It means there can be nothing inside which requires the suspension of scanning.

It means contained elements that have length explicit and representation binary, are simply not allowed.

<SMH>Not entirely true, we allow some binary types to have delimited lengthKind (eg, BCD and Packed Decimals). There are formats out there that require this. <SMH>

To me it also means you cannot change the character set encoding, or have a contained element that itself uses an overlapping set of delimiters with the enclosing group’s delimiters. – Is that going too far? –

Delimited is like pattern. It restricts what is in the data stream substantially.

-------------------------------------------------------------------------------------------------------------------------------------------------------------------------

The rules for resolving ambiguity between delimiters are:

1. When two delimiters have a common prefix, the longest delimiter has precedence.
2. When two delimiters have exactly the same value, the innermost (most deeply nested) delimiter has precedence.
3. When the separator and terminator on a group have the same value, the separator has precedence.[MB1]

[MB1]By precedence, this must mean it is tried first, but the parser might backtrack and assume it to be a terminator instead.
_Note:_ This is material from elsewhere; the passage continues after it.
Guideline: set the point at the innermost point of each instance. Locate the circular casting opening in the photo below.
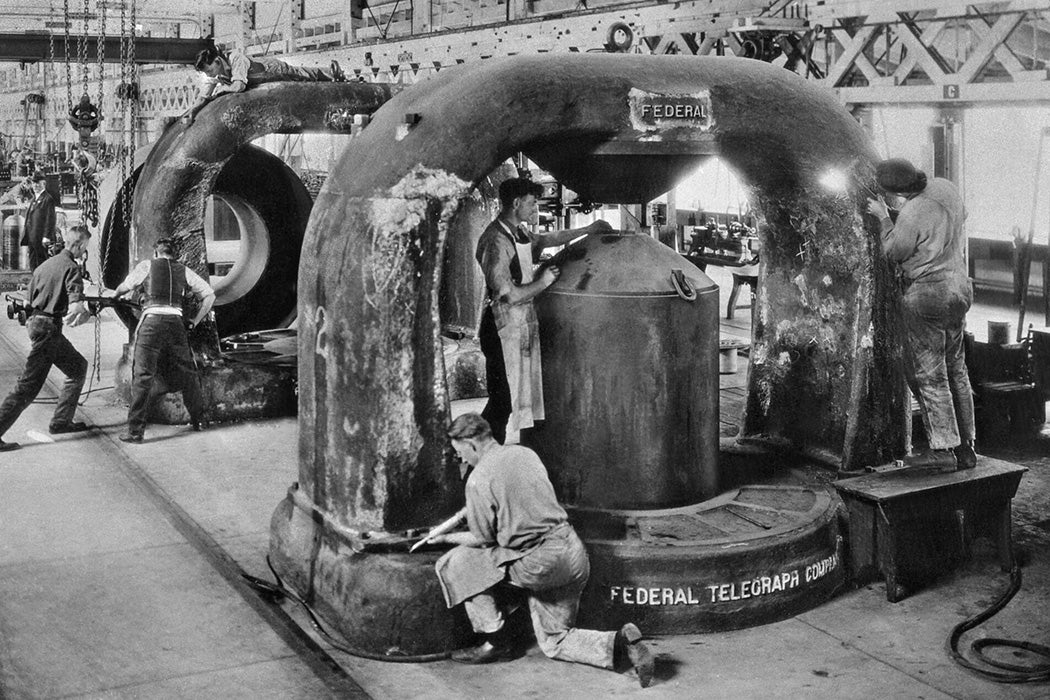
(237, 242)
This seems problematic to me. I’d like to either rule this out and say they can’t be the same, or see a use case where this is needed, a backtracking parser can parse it, and there’s no more reasonable way to structure the schema.

------------------------------------------------------------------------------------------------------------------------------------------------------------------------------------------------

12.3.5.1 Pattern-Based Lengths - Scanability
Any element (complex, simple text, simple binary) may have a dfdl:lengthKind 'pattern' as long as the bytes in the content region of the element are legal in the stated encoding of that element. Where a complex element has children with binary representation in practice this means an 8-bit ASCII encoding. [MB1]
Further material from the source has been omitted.